Oh. And sleep reliability3? That’s even more important. When I first got the rMBP, it would kernel panic and show “Your computer must be restarted” when resuming from sleep once in a while, roughly once a month. That was intolerable; at a guess I disabled PowerNap; I don’t know whether it was the actual problem but I haven’t had reliability problems since.

So these are my current recommendations for power management on a rMBP or Macbook Air:

  • Increase standbydelay value enough that you don’t notice the computer resuming from disk in normal use
  • Disable PowerNap

  1. The difference between suspend-to-disk and suspend-to-RAM is that suspend-to-RAM expends battery power to keep the contents of RAM alive, so wakeup is faster, while suspend-to-disk extends battery life at the expense of slower wakeup.

  2. I didn’t realize the import of this at first, but Mac OS maintains separate sleep policies for battery and AC power, and pmset can set either one (-b for battery, -c for charger) or both (-a for both, which is also the default); so there are two standbydelay values.
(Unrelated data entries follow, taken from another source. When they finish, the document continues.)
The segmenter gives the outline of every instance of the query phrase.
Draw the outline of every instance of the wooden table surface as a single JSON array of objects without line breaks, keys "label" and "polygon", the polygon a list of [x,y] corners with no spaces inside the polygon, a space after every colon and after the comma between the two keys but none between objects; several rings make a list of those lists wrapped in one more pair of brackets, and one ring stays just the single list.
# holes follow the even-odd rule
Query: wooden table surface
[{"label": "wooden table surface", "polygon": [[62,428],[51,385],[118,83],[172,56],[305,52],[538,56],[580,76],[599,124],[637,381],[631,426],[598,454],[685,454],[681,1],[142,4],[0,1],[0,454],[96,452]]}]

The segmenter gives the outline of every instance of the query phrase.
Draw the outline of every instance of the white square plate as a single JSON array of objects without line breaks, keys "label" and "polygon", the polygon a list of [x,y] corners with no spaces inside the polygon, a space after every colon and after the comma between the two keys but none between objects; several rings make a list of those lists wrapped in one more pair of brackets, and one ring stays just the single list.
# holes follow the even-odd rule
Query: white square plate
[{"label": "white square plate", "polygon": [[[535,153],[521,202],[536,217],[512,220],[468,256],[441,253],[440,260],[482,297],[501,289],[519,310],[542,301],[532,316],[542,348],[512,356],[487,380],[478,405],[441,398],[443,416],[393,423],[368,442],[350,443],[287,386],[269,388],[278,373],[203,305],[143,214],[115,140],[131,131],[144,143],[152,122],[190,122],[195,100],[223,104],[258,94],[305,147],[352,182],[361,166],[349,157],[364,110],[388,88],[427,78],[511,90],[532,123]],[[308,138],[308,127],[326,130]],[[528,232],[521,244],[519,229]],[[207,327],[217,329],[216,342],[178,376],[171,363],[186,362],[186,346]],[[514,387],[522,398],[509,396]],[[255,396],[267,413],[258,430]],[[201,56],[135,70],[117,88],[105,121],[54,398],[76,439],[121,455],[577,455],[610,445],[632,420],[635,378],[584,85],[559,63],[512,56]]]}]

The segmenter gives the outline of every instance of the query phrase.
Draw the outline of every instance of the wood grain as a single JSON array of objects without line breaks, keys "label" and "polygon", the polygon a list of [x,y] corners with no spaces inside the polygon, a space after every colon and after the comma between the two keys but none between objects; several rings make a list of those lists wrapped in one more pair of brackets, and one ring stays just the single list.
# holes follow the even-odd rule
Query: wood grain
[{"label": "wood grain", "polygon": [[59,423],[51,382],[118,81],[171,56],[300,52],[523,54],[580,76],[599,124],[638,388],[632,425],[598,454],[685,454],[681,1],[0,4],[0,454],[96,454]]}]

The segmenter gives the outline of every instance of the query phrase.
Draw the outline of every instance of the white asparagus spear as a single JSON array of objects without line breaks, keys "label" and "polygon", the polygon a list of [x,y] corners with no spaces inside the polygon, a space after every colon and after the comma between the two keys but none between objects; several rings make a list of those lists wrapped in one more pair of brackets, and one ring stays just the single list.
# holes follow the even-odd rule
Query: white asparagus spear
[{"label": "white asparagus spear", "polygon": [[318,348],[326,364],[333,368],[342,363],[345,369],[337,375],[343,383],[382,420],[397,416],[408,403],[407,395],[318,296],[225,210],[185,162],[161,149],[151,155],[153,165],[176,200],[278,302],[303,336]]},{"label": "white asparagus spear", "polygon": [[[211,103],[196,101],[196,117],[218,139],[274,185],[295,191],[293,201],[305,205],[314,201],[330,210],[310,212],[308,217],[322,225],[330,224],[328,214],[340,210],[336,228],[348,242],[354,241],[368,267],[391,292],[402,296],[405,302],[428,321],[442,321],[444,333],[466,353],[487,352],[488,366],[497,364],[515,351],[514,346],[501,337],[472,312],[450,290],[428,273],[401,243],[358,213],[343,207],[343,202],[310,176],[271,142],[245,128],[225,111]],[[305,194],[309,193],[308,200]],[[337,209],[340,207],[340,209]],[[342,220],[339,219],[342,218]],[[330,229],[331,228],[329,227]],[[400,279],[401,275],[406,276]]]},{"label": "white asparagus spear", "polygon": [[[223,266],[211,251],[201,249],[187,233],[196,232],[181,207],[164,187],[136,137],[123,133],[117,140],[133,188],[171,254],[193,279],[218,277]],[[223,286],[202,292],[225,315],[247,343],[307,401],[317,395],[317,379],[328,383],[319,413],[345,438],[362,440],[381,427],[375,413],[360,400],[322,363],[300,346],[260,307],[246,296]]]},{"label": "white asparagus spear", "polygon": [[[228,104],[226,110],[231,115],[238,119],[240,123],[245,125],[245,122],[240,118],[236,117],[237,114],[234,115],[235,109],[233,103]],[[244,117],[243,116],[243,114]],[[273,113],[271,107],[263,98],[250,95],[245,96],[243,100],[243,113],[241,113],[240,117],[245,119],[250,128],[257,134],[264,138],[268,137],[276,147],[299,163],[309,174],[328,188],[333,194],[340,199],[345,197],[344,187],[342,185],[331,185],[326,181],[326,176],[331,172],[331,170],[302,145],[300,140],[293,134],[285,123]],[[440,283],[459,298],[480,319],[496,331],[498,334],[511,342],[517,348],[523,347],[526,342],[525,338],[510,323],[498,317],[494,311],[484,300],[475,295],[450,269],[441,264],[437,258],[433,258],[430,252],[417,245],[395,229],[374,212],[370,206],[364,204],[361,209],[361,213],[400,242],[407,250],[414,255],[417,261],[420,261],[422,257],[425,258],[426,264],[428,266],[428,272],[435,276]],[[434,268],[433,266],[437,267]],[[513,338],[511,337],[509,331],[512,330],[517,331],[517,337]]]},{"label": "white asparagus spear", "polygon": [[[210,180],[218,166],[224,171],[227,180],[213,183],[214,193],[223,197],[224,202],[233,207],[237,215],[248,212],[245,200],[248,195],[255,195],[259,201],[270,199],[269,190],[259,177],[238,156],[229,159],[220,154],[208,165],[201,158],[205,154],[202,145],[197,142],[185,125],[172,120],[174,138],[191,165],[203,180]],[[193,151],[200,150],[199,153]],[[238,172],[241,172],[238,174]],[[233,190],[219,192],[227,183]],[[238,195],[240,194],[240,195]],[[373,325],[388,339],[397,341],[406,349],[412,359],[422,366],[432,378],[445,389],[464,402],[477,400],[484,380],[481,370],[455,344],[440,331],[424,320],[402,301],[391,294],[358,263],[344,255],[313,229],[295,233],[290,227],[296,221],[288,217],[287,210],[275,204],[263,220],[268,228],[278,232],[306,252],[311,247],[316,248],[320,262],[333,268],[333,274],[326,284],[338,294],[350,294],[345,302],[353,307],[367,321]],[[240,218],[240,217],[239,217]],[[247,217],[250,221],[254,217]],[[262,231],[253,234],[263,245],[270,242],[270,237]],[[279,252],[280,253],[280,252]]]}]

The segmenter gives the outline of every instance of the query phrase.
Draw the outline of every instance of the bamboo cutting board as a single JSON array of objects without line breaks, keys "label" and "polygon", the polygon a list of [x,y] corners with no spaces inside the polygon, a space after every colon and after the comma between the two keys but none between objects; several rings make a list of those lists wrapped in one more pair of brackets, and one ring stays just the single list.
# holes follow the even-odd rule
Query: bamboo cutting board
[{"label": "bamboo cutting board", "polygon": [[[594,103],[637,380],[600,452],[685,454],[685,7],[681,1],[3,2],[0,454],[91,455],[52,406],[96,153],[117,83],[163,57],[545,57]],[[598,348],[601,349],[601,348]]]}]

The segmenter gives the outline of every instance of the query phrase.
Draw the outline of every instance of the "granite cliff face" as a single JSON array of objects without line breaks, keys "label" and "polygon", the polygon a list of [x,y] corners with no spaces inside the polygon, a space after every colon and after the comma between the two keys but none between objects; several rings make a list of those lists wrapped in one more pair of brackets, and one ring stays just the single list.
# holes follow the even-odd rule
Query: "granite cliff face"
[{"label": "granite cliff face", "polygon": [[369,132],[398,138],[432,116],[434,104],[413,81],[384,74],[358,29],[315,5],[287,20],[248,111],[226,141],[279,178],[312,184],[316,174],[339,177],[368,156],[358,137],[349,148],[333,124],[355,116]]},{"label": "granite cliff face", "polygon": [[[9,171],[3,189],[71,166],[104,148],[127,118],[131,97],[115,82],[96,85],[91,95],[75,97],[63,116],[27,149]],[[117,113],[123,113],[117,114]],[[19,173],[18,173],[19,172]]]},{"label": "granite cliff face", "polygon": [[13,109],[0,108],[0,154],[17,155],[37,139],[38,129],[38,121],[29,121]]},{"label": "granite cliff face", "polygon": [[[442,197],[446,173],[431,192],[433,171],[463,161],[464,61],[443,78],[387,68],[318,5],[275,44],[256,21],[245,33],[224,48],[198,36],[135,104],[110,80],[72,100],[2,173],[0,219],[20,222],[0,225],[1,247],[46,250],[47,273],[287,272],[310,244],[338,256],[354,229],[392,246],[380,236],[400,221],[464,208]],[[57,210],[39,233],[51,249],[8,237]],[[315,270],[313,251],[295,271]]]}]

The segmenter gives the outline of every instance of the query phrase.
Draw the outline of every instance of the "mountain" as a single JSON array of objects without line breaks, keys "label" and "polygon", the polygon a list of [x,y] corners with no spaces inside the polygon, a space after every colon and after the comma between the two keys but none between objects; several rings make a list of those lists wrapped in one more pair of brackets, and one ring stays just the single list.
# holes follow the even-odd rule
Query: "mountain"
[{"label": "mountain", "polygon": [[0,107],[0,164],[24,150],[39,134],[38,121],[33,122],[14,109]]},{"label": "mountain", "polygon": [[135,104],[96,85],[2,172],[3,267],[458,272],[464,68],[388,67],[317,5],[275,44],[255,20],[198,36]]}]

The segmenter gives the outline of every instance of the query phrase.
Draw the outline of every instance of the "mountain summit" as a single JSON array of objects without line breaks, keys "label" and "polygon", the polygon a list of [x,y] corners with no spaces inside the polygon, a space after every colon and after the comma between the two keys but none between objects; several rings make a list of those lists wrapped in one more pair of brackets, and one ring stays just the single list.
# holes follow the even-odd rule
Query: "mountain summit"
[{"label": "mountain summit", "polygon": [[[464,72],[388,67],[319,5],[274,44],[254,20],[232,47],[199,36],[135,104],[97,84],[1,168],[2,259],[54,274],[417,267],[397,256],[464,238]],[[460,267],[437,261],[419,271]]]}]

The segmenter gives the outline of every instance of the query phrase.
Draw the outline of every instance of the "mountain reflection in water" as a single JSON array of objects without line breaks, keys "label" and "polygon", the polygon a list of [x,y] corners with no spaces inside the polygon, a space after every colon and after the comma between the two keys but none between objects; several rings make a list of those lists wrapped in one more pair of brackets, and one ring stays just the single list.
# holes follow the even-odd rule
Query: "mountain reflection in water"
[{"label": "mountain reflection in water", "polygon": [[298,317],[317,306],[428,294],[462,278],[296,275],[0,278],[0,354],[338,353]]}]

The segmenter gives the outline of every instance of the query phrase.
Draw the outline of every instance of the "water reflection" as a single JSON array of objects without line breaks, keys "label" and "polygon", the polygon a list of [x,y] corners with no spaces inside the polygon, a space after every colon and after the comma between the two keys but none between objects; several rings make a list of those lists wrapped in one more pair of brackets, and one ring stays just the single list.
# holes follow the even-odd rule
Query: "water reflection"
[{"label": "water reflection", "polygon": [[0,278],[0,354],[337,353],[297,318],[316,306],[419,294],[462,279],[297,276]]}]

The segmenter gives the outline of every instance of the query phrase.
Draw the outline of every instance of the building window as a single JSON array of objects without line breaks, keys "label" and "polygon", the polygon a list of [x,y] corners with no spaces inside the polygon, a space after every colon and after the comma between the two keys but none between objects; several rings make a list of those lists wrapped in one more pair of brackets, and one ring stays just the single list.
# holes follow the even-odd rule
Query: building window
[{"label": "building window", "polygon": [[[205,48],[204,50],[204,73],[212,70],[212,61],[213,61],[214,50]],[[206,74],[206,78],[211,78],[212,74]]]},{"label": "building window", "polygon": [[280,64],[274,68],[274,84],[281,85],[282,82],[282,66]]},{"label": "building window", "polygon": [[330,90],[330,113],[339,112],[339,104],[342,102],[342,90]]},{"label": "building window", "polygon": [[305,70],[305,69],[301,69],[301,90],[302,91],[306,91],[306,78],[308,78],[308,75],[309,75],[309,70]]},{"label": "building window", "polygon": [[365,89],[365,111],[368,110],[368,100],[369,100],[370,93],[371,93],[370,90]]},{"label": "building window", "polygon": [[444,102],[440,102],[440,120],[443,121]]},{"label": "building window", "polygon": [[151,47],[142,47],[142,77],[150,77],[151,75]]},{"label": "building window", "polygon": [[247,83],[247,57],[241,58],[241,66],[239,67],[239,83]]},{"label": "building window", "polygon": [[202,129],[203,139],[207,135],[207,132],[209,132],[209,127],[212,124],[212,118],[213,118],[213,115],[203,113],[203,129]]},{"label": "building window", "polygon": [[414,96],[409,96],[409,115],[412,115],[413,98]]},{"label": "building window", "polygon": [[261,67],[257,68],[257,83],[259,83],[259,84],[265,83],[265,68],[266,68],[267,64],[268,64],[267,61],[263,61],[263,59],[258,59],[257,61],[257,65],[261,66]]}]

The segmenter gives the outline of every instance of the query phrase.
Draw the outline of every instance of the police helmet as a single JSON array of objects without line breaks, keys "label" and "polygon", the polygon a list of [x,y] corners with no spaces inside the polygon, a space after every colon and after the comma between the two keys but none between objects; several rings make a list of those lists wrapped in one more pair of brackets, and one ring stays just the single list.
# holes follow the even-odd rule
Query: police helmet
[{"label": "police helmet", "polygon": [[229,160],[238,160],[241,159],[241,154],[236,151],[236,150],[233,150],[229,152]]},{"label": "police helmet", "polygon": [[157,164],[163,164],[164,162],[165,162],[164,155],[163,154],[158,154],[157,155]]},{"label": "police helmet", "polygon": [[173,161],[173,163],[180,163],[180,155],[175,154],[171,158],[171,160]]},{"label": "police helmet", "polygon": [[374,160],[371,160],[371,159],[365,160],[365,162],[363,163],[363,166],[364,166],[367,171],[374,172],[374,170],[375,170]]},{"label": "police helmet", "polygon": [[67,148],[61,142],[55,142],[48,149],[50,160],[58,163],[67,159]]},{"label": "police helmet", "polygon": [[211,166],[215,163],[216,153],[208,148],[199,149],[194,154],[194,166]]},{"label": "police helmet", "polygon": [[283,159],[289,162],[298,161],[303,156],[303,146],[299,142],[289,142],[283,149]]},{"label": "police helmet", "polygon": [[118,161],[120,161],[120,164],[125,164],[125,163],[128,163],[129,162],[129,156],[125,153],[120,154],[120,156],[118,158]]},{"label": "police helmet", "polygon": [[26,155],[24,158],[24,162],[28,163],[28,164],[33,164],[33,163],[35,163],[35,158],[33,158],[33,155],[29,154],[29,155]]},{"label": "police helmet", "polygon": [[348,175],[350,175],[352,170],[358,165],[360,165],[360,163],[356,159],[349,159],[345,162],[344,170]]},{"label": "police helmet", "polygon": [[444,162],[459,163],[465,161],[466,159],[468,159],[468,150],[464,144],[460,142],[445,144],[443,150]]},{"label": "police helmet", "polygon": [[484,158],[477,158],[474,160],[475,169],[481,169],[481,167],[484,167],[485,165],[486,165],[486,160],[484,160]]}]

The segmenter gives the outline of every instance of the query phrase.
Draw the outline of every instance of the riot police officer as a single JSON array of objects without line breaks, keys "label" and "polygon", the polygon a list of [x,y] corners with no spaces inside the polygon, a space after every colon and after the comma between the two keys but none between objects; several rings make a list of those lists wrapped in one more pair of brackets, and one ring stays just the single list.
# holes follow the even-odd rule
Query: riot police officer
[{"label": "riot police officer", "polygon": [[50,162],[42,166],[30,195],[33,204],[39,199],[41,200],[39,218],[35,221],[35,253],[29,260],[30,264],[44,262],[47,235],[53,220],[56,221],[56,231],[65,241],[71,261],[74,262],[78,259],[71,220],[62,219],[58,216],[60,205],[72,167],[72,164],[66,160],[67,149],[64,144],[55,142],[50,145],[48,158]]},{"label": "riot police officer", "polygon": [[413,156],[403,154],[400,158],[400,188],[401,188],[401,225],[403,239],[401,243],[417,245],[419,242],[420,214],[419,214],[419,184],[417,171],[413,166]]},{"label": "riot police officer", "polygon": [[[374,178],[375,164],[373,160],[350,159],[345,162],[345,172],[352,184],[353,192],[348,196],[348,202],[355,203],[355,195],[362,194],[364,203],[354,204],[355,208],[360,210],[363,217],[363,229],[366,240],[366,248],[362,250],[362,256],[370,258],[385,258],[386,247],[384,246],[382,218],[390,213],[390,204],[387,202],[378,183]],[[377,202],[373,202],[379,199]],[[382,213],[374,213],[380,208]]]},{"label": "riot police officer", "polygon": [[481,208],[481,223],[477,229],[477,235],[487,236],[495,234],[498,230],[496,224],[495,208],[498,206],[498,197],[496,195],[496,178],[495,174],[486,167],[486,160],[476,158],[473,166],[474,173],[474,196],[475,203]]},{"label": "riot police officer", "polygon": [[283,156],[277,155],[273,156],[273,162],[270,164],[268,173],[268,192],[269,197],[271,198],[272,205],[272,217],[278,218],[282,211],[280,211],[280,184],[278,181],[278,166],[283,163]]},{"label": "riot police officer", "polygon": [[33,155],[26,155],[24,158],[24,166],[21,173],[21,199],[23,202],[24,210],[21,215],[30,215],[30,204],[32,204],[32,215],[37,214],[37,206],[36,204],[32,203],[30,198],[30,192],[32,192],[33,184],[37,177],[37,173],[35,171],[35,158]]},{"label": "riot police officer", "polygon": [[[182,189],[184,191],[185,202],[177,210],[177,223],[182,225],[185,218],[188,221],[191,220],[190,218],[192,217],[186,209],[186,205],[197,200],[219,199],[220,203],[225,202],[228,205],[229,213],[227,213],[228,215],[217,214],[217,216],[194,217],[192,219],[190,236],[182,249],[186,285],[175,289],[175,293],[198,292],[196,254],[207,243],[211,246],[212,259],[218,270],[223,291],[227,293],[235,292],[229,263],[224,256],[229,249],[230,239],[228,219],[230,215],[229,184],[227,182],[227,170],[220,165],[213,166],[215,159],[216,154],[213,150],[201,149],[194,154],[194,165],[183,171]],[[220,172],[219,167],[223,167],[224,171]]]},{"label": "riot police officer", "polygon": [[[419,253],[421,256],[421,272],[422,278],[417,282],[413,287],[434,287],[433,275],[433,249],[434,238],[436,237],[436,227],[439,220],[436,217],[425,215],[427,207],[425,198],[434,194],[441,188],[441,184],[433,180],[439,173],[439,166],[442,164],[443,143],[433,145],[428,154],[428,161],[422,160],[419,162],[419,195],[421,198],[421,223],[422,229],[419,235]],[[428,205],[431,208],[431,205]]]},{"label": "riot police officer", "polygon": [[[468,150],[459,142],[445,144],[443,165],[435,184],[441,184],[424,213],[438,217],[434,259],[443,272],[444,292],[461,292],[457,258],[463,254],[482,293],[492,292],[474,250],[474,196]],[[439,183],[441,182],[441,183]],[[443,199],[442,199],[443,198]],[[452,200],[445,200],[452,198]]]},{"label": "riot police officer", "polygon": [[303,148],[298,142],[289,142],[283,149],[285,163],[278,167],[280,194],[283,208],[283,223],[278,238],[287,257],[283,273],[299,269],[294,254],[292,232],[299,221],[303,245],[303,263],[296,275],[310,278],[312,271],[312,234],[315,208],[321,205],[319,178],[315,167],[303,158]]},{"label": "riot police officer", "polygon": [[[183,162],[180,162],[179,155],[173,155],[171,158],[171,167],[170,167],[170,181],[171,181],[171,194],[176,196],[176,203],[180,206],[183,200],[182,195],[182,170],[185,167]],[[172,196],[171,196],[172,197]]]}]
I have my computer set to never sleep on AC power, but I sleep it manually by closing the lid when I’m not using it. After having applied the longer standbydelay to battery, I was annoyed to find the computer slow to wake after leaving it asleep and charging for a while. Hence the second command to entirely disable the standby behavior on AC power.

  3. When talking about sleep reliability, what’s actually important is the ability to wake back up reliably, just like when talking about backup reliability, what’s important is the ability to restore from backups. It’s the round trip that matters.